Y corrió. Corrió en picada colina abajo, casi en caída libre. Corrió porque sentía que si no lo hacía moriría, como un colibrí que no deja de batir sus alas. Corrió porque la nieve se enterraba entre sus patas, porque era su eterna aliada, porque silenciaba sus pisadas, porque lo acogía en huecos durante el invierno. Y no se detuvo hasta quedar destrozado, porque su corazón exigía latir con vigor, porque su cuerpo necesitaba llegar a tope, romper el límite y divisar si realmente tenía sentido seguir viviendo cuando las razones eran tan pocas. Por eso dejó de correr, porque no tenía fuerzas de flaqueza para sacar, porque no había motivo alguno y aulló, clamando en un llanto agónico y de puro anhelo una llamada de auxilio. Alguien, por favor, tú.

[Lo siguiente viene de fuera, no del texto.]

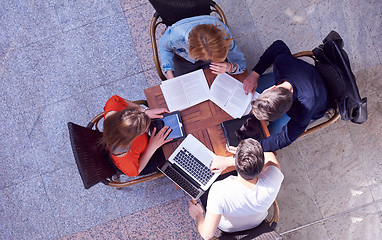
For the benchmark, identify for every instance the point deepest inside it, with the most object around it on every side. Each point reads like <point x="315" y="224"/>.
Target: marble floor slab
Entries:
<point x="61" y="60"/>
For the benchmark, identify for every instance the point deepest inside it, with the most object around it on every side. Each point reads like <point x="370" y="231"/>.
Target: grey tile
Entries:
<point x="110" y="48"/>
<point x="347" y="19"/>
<point x="38" y="73"/>
<point x="371" y="12"/>
<point x="285" y="20"/>
<point x="146" y="195"/>
<point x="26" y="22"/>
<point x="138" y="20"/>
<point x="130" y="4"/>
<point x="49" y="134"/>
<point x="238" y="25"/>
<point x="367" y="137"/>
<point x="338" y="179"/>
<point x="18" y="168"/>
<point x="311" y="2"/>
<point x="363" y="223"/>
<point x="131" y="88"/>
<point x="296" y="197"/>
<point x="26" y="212"/>
<point x="378" y="46"/>
<point x="75" y="208"/>
<point x="73" y="14"/>
<point x="315" y="231"/>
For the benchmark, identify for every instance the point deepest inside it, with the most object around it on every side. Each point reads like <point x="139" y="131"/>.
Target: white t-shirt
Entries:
<point x="241" y="207"/>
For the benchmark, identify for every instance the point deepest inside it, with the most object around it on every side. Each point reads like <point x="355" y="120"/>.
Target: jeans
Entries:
<point x="266" y="81"/>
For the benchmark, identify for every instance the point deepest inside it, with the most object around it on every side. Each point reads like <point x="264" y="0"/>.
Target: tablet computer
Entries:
<point x="237" y="129"/>
<point x="172" y="120"/>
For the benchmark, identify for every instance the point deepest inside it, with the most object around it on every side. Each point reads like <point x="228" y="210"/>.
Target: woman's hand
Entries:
<point x="159" y="139"/>
<point x="156" y="112"/>
<point x="231" y="149"/>
<point x="218" y="68"/>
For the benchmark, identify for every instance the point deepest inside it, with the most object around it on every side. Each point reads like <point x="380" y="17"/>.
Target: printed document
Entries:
<point x="192" y="88"/>
<point x="229" y="95"/>
<point x="185" y="91"/>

Su cuerpo fue transformándose con ternura. No dolió, fue casi un arrullo, una caricia sincera de sus antepasados, mostrándole con ese proceso un gran legado. El pelaje se fue evaporando, sus garras se guardaron y sus patas se convirtieron de nuevo en pies, mientras su hocico alargado se hundió casi con sumisión y una boca humana quedó en su lugar, mullida y triste. Una metamorfosis en todo su esplendor.

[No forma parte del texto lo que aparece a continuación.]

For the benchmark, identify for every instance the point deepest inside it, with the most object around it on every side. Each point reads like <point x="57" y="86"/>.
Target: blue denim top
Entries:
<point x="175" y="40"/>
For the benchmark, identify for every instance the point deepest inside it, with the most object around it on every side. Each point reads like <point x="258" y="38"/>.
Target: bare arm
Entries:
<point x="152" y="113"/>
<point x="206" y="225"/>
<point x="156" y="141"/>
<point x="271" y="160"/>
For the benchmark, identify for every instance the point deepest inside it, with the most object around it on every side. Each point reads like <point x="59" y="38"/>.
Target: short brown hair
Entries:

La nieve dejó de caer y el primer rayo de sol se asomó tímido por lo más alto de la montaña. Nilah dejó escapar un gemido al sentir la tibia calidez besando su piel. "Un poco más, sólo un poco más", se dijo, escarbando para hallar fuerzas con las que enfrentar al frío que se proponía a enterrarlo.

Atravesó desnudo los helechos con total indiferencia y confianza, sintiéndose más perteneciente a ese lugar que las mismas plantas. Él estaba desde mucho antes ahí. Llegó al viejo hogar, el lugar donde todos esos recuerdos de la infancia cobraban vida, pensando en lo acogedor que sería cuando un día llegara y alguien le recibiera con un: "bienvenido a casa". Suspiró, agitando levemente la cabeza. Si comenzaba a pensar así su cordura no duraría mucho. Intentó dejar de lado esos pensamientos —más tortuosos que bellos— y se dirigió al patio trasero de su cabaña, donde se puso a cortar un montón de leña. El ruido de la madera quebrándose le relajó, pero no impidió que percibiera cierta presencia que se aproximaba. Siguió impasible con su tarea, incluso cuando unos pies masculinos y sucios aparecieron en su campo de visión, haciendo crujir la nieve debajo del aparecido.

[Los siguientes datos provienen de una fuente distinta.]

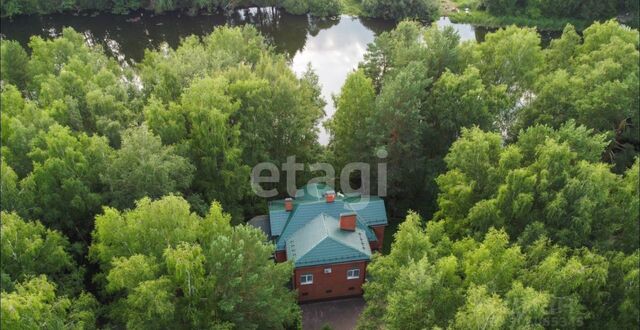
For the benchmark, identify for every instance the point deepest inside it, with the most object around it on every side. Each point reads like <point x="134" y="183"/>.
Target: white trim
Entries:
<point x="353" y="274"/>
<point x="306" y="279"/>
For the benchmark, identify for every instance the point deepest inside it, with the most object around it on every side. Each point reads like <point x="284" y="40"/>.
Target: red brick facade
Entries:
<point x="281" y="256"/>
<point x="329" y="285"/>
<point x="334" y="284"/>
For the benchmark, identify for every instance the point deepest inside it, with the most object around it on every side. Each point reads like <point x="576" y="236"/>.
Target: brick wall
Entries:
<point x="330" y="285"/>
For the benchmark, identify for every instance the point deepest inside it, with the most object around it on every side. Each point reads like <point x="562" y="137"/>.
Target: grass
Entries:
<point x="352" y="7"/>
<point x="484" y="19"/>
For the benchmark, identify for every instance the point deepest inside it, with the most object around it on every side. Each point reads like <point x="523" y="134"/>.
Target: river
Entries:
<point x="333" y="47"/>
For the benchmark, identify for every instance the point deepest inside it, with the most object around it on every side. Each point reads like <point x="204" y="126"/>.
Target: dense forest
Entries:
<point x="390" y="9"/>
<point x="125" y="188"/>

—Es muy temprano para tener pensamientos negativos, Nilah Velkan. Apestas a depresión.

Unas gotitas rojas cayeron alrededor de los pies. El aludido pareció no advertir la presencia o voz del visitante, ni alarmarse por la fragante sangre. Cuando el pie comenzó a repiquetear contra el suelo, impaciente, el nombrado recién se dignó a contestar.